In order to make these two copies, there are several context switches between the application execution and the operating system execution.
So reading data in this way is more performance costly.
Kafka addresses this problem by introducing zero-copy technology when reading data.
In other words, the data in the cache of the operating system is directly sent to the network card and then sent to the downstream consumers. In the middle, the step of copying data twice is skipped. Only one descriptor is copied to the Socket cache, and no data is copied to the Socket cache.
Take a look at the picture below to get a sense of the subtle process:
With zero-copy technology, there is no need to copy data from the OS cache to the application cache and then from the application cache to the Socket cache. Both copies are omitted, so it is called zero-copy.
Socket caching is simply copying data descriptors and sending data directly from the OS cache to the network card, which greatly improves the performance of reading file data during data consumption.
You will also notice that when reading data from disk, the OS cache is checked to see if it is in memory. If so, the data is read directly from memory.
If kafka clusters are well tuned, you will find that a large amount of data is written directly to the OS cache and then read from the OS cache.

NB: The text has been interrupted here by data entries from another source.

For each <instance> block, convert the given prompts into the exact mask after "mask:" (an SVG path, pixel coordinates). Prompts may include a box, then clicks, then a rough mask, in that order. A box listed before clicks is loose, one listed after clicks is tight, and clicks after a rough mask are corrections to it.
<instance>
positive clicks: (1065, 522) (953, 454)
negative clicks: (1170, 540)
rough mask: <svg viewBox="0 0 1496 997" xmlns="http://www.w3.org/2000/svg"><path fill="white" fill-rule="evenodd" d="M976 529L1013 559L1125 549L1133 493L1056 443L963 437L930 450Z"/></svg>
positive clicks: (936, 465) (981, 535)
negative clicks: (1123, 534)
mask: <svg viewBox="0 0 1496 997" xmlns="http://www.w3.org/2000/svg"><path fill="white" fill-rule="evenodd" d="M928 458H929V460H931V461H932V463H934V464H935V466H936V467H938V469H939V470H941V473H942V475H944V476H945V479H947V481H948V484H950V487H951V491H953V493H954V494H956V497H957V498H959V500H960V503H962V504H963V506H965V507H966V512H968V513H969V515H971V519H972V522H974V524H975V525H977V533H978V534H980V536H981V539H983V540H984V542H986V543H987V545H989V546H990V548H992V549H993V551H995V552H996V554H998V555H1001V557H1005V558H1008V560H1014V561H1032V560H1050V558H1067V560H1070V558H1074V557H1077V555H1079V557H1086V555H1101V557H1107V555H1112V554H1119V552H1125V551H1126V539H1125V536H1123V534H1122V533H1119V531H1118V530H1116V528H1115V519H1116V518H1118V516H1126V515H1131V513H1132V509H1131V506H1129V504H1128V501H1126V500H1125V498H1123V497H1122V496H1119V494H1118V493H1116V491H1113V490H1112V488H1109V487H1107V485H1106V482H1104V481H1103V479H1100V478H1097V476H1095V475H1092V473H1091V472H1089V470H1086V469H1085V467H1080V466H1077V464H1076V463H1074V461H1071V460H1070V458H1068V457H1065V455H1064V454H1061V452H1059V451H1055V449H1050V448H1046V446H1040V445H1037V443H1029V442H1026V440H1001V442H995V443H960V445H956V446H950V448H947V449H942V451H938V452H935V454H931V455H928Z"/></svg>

Kafka provides write and read data entirely in memory, so the overall performance is extremely high.
As a side note, the OS cache provides a high performance search for Elasticsearch. Kafka provides a high performance search for Elasticsearch. Kafka provides a high performance search for Elasticsearch.
Third, the final conclusion
Through this article to kafka at the bottom of the page caching technology, the use of disk order writing ideas, and the use of zero copy technology, kafka we should understand each machine in the underlying data for writing and reading to take what kind of way of thinking, why he can be so high, the performance of hundreds of thousands of throughput per second.
If you are interested in Java, microservices, distributed, high concurrency, high availability, large Internet architecture technology, interview experience exchange, you can add my architecture group: 834962734 to get information, update information daily in the group, free of charge.
This design idea is of great help to us when we design middleware architecture or go out for an interview.